Sheikh Nazim leeft niet meer, maar ik zal niet vergeten wat ik van hem geleerd heb. Zijn wijsheid heeft hij overgedragen op zijn zoon Mehmet. Nog steeds is de Naqhsbandi dargah in Lefke in Cyprus, waar het graf van sheikh Nazim te vinden is op zijn eigen grond. Maar het hele gedoe dat ik zie gebeuren met de leerlingen die nu nog bezig zijn met samenkomsten trekt mij in het geheel niet. Er zijn dansworkshops, waar mensen kunnen leren draaien als de derwish Rumi, er zijn concerten met soefimuziek. Alles tegen betaling van intree. Er zijn websites, er zijn soefi-attributen te koop, zoals tulbanden, traditionele soefikleding, tasbihs. Een grote folkloristische markt. Het zegt me allemaal niets meer en het heeft niets meer te maken met de tijd dat wij in de 90er jaren tijdens de ramadan sheikh Nazim opzochten. We sliepen op de grond in rijen naast elkaar. Het deerde ons allemaal niet. We wilden de woorden van sheikh Nazim horen en tot ons laten doordringen en achter hem bidden.

Ik kan me voorstellen dat sommige moslims de soefi´s betichten van idolatrie. Dat zag ikzelf ook op veel momenten. Mensen die zich verdrongen om de hand of zelfs de voeten van sheikh Nazim te kussen en de restanten van een kopje koffie van de sheikh aan elkaar doorgaven, alsof daarin alle zegen en wijsheid zou zitten. Mensen die zich kleedden als de sheikh en misschien dachten dat ze hiermee op hem gingen lijken.
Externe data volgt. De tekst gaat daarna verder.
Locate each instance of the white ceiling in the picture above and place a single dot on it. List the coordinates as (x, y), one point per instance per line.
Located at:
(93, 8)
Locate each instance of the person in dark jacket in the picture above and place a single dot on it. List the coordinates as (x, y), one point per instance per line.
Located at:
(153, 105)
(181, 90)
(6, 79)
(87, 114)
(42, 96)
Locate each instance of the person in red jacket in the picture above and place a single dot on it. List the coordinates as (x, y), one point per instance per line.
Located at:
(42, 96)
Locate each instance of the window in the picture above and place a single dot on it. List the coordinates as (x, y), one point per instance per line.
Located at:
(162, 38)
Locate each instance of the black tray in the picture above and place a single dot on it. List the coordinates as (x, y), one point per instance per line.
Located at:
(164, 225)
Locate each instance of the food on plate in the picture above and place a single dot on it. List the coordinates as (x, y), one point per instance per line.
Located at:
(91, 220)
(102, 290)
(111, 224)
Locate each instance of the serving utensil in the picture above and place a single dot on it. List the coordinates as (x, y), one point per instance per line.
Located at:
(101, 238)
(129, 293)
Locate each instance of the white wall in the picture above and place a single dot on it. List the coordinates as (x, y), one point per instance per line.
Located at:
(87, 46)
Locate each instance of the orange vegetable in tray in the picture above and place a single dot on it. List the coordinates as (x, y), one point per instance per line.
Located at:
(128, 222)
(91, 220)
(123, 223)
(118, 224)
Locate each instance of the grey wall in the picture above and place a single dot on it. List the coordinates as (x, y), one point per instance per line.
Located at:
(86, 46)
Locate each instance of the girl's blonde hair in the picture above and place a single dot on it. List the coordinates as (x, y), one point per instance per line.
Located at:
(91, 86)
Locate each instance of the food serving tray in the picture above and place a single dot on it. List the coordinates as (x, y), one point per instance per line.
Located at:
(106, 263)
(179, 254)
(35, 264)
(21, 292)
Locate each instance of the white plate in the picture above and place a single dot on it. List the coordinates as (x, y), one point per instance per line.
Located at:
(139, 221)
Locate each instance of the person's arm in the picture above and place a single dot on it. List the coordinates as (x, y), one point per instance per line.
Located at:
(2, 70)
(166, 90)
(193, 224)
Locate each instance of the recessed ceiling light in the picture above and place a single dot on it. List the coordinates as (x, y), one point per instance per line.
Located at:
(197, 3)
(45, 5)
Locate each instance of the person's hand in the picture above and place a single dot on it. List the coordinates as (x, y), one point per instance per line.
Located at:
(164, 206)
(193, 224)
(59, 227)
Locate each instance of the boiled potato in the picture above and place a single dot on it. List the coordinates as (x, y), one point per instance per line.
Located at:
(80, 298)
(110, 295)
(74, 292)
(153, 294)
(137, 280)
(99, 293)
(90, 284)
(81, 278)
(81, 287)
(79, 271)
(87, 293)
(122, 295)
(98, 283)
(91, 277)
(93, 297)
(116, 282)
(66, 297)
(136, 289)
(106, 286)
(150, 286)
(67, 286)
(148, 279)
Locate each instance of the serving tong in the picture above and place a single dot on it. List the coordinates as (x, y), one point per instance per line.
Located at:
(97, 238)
Maar ik zie dat meer als de naïviteit van de volgers. Sheikh Nazim heeft hier nooit om gevraagd. Hij zei altijd dat islam naseeha (advies) is. Je kunt luisteren en gehoorzamen of niet. Hij beschouwde zichzelf als een nederige dienaar van Allah en nam nooit het woord soefi in de mond. Hij was een echte moslim, iemand die zijn wil ondergeschikt had gemaakt aan die van zijn Schepper en daardoor een voorbeeld voor ons.

Maar zo zijn er meer. Zoals de imam in de video die ik in mijn vorige stukje deelde. In zijn manier van praten en met al zijn wijsheid doet hij me denken aan sheikh Nazim. Ik zie nur (licht) op zijn gezicht en veel kalmte. Hij noemt zichzelf vast geen soefi. Misschien is hij wel een salafi. Maar dat zijn allemaal maar etiketten. Het gaat om de intentie van een persoon en het gedrag. Hij benadrukt dat de mens hier is met een taak. Dat het belangrijk is om je nuttig te maken. Dat kan op wat voor manier dan ook. En dit (maar dat zijn mijn woorden) overstijgt alle godsdiensten en alle etiketten die de mens daaraan geeft. Iedereen kan goed zijn. Sommige mensen behagen God zonder erbij stil te staan. Misschien beschouwen ze zich zelfs als ongelovig. Het gaat allemaal om intentie en gedrag.

´Een goede moslim (lees mens) is iemand die niemand en niets pijn doet, niet met zijn tong en niet met zijn handelen,´ zei sheikh Nazim vaak. Of ook weleens (en daarbij keek hij mij glimlachend aan): ´Als je iets van plan bent om te doen of te zeggen, vraag je dan af of Allah er blij mee zal zijn. Als het antwoord ´ja´ is, doe het dan en zo niet dan doe het niet´.

Simpel toch. Zo zie ik dus nu mijn geloof. Ik heb me 30 jaar verdiept in de islam. Er zijn zoveel boeken te vinden over islam en soefisme. Maar ik kijk ze niet meer in. Het zit allemaal in mijn hart.